Toutefois, le rôle de l'expérience ne l'est pas moins et il l'est notamment à deux égards. Tout d'abord, on peut trivialement remarquer que les mesures des grandeurs physiques ne sont pas faites dans l'espace de Hilbert, mais avec un appareillage situé dans l'espace physique. Toute mesure expérimentale met nécessairement en \oeuvre un tel appareillage macroscopique dont la description ne peut se faire qu'en utilisant les concepts de la physique classique et même en supposant que le fonctionnement de cet appareillage, tout le long du chemin qui va du phénomène microscopique étudié jusqu'à la prise en compte du résultat de mesure, est régi par les lois de la physique classique. Il ne faut donc pas s'étonner si la plupart des grandeurs considérées par la physique classique, telles que les variables de position par exemple, gardent toute leur pertinence en mécanique quantique.

Le rôle de l'appareillage expérimental est encore plus important à un second égard. En effet, comme il a déjà été dit plusieurs fois, les propriétés physiques d'un système (une simple particule par exemple) sont celles de ses interactions avec son environnement. C'est donc cet environnement et donc l'appareillage qui fait que le système étudié manifeste ces propriétés. On serait tenté de dire dans le contexte conceptuel classique, que l'appareillage permet alors au système de révéler ses propriétés. Nous verrons plus tardI22 qu'il est moins inexact de dire que c'est l'appareillage et donc la mesure, qui donne au système la propriété qu'il manifeste, car après tout si cette propriété est une propriété d'interaction, elle n'existe tout simplement pas en l'absence d'interaction avec un appareillage.

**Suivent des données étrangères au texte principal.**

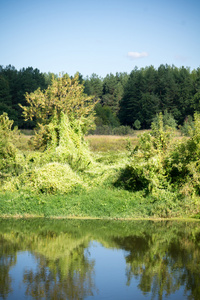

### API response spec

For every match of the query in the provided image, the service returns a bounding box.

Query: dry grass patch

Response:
[86,135,138,152]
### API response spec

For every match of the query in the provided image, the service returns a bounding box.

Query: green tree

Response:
[20,73,96,133]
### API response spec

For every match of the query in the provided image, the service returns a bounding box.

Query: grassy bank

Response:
[0,187,199,219]
[0,118,200,219]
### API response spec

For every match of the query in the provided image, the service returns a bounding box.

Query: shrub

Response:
[0,113,24,179]
[3,162,84,194]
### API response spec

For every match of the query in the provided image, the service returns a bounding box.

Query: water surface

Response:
[0,219,200,300]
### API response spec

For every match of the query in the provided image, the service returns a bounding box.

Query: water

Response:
[0,219,200,300]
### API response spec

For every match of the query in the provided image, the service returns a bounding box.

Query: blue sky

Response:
[0,0,200,77]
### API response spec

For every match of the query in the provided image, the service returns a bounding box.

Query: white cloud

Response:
[175,54,187,62]
[128,52,149,59]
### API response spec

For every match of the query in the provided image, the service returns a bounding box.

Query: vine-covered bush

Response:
[0,113,24,180]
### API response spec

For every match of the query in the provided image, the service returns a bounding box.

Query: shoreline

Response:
[0,214,200,222]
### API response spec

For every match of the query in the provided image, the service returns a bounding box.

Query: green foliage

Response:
[133,119,141,130]
[20,73,96,133]
[180,116,194,136]
[0,113,24,179]
[13,162,84,194]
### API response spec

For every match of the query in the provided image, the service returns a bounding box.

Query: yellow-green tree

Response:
[20,73,96,133]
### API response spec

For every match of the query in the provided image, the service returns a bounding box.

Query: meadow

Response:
[0,117,200,219]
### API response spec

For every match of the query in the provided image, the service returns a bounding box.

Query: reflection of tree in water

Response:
[24,244,95,299]
[0,235,16,299]
[115,227,200,300]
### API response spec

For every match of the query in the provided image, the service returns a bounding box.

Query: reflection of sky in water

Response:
[8,251,37,300]
[85,242,187,300]
[0,241,194,300]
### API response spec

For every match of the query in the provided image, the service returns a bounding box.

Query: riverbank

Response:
[0,187,200,220]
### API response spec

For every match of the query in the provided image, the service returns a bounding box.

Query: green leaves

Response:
[20,73,96,133]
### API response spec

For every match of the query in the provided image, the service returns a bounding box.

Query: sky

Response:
[0,0,200,77]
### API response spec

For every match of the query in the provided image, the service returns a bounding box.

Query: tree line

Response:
[0,65,200,129]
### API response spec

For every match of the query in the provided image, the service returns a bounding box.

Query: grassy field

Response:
[0,127,200,219]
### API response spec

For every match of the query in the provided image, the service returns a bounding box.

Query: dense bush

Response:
[0,113,24,180]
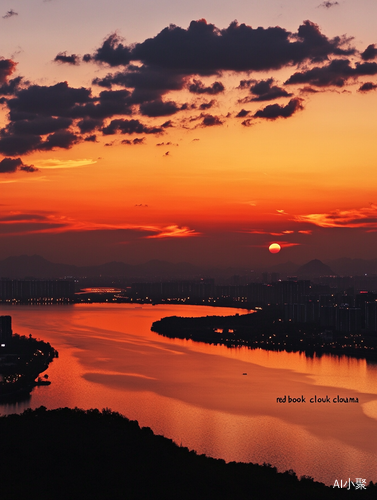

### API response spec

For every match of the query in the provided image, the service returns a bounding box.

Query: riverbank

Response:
[151,308,377,362]
[0,407,377,500]
[0,334,58,402]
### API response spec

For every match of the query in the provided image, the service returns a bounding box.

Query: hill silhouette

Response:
[0,406,377,500]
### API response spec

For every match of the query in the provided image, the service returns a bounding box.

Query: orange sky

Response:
[0,2,377,266]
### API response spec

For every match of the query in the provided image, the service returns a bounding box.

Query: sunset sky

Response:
[0,0,377,267]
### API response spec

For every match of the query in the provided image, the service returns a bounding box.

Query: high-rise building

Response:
[0,316,12,344]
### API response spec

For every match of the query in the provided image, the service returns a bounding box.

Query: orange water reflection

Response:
[0,304,377,484]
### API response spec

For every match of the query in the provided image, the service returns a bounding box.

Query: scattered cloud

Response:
[295,204,377,229]
[254,97,304,120]
[188,80,225,95]
[236,109,250,118]
[54,52,80,66]
[3,9,18,19]
[285,59,377,87]
[318,1,339,9]
[358,82,377,92]
[0,213,201,238]
[200,115,224,127]
[0,158,38,174]
[240,78,293,102]
[35,158,97,170]
[121,137,145,146]
[361,43,377,61]
[146,224,201,238]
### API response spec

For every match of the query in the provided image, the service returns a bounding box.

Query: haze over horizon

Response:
[0,0,377,266]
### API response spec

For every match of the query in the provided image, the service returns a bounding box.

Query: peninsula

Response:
[151,307,377,361]
[0,316,58,401]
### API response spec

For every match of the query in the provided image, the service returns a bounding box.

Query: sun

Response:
[268,243,281,253]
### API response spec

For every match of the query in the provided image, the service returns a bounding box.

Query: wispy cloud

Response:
[146,224,201,238]
[295,204,377,229]
[34,158,97,170]
[318,1,339,9]
[0,212,201,238]
[3,9,18,19]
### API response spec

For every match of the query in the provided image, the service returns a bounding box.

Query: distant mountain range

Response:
[0,255,377,281]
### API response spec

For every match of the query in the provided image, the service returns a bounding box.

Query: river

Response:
[0,304,377,485]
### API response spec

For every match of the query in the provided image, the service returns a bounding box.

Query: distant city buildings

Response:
[0,279,75,303]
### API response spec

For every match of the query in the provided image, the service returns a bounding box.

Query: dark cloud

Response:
[54,52,80,65]
[121,137,145,146]
[358,82,377,92]
[102,119,163,135]
[0,158,38,174]
[0,130,79,156]
[249,78,292,101]
[84,134,98,142]
[132,20,354,74]
[236,109,250,118]
[254,98,304,120]
[0,59,17,83]
[0,76,22,95]
[361,43,377,61]
[285,59,377,87]
[237,80,256,90]
[241,118,253,127]
[3,9,18,19]
[7,116,72,135]
[77,118,103,134]
[199,99,216,110]
[140,100,181,117]
[201,115,223,127]
[318,1,339,9]
[38,130,79,151]
[0,135,41,156]
[89,33,131,66]
[93,65,186,104]
[188,80,225,95]
[91,19,355,75]
[8,82,92,120]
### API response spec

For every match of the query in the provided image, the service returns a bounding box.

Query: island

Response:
[151,307,377,361]
[0,316,58,401]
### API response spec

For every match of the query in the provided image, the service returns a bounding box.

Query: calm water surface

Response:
[0,304,377,484]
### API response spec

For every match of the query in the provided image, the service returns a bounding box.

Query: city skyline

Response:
[0,0,377,266]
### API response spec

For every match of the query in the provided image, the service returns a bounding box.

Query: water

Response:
[0,304,377,484]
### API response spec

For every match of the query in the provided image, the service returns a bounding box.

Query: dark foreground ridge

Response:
[0,406,377,500]
[151,307,377,362]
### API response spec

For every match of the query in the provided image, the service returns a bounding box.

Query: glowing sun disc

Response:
[268,243,281,253]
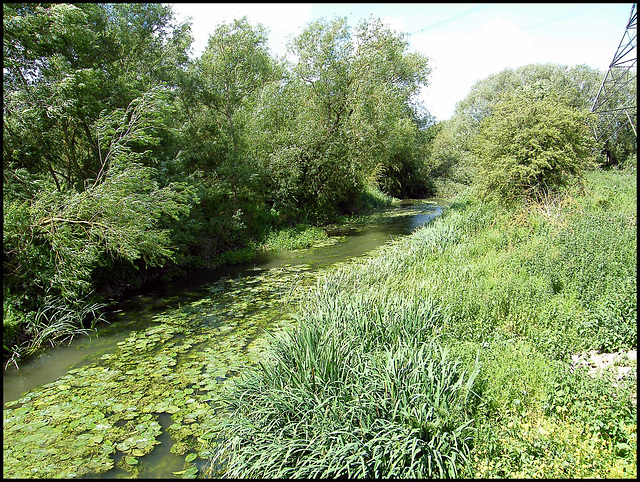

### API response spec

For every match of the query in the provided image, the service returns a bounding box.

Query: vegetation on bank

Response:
[209,169,637,478]
[3,4,637,477]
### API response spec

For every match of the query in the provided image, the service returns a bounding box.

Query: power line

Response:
[409,3,491,36]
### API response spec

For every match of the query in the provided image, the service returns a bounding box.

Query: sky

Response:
[170,3,633,121]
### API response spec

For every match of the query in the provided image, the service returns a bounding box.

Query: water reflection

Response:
[3,199,443,478]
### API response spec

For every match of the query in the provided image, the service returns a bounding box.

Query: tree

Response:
[184,17,279,199]
[473,87,594,201]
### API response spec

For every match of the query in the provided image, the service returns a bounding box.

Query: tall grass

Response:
[215,286,477,478]
[209,171,637,477]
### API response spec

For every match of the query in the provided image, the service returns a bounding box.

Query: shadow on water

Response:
[3,201,445,478]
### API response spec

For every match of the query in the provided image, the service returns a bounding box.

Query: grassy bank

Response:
[209,171,637,477]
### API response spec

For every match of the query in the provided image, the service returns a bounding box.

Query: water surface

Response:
[3,202,444,478]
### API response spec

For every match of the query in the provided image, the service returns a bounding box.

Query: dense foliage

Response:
[3,3,637,477]
[213,170,637,478]
[472,89,595,199]
[3,3,431,362]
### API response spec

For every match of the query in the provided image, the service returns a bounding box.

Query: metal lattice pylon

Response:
[591,3,638,143]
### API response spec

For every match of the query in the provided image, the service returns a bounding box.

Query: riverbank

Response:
[213,166,637,478]
[3,202,444,478]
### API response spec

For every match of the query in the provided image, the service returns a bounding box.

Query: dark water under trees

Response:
[3,202,444,478]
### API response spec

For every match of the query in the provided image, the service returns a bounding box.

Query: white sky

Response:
[171,3,632,120]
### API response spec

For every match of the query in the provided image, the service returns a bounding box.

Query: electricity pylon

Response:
[591,3,638,143]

On sait que les ondes électromagnétiques sont immatérielles et ne peuvent donc pas être directement observées. Si on précise que leur énergie est quantifiée et portée par les photons, il y a lieu de remarquer que ces photons ne sont pas plus observables que les ondes. Quand on prétend détecter l'impact d'un photon ou d'un électron sur une plaque photographique, on ne détecte en fait que la formation d'une tache localisée à un certain instant, c'est-à-dire un événement qui d'ailleurs n'existe que grâce à l'appareillage utilisé. Si par ailleurs on prétend que cette particule préexistait à son impact, nous avons déjà dû admettre cependant que préalablement à cet impact la particule ne suivait aucune trajectoire.

Ainsi, ni ondes, ni particules ne sont observées, seuls le sont les événements qui sont aussi des mesures et chacun de ces événement s exige pour exister la présence d'un appareillage de mesure. En ce sens le fait expérimental est fabriqué : le fait est fait. Il en résultera que la précision avec laquelle un système peut posséder une propriété (position par exemple pour un électron) dépendra de la précision avec laquelle l'appareillage qui la mesure pourra la lui donnerI23 (tache sur une plaque photographique, bulle dans une chambre de Wilson,... etc). Il en résulte même qu'un système ne peut posséder en même temps deux propriétés physiques que dans l'exacte mesure où elles peuvent être en même temps mesuréesI24.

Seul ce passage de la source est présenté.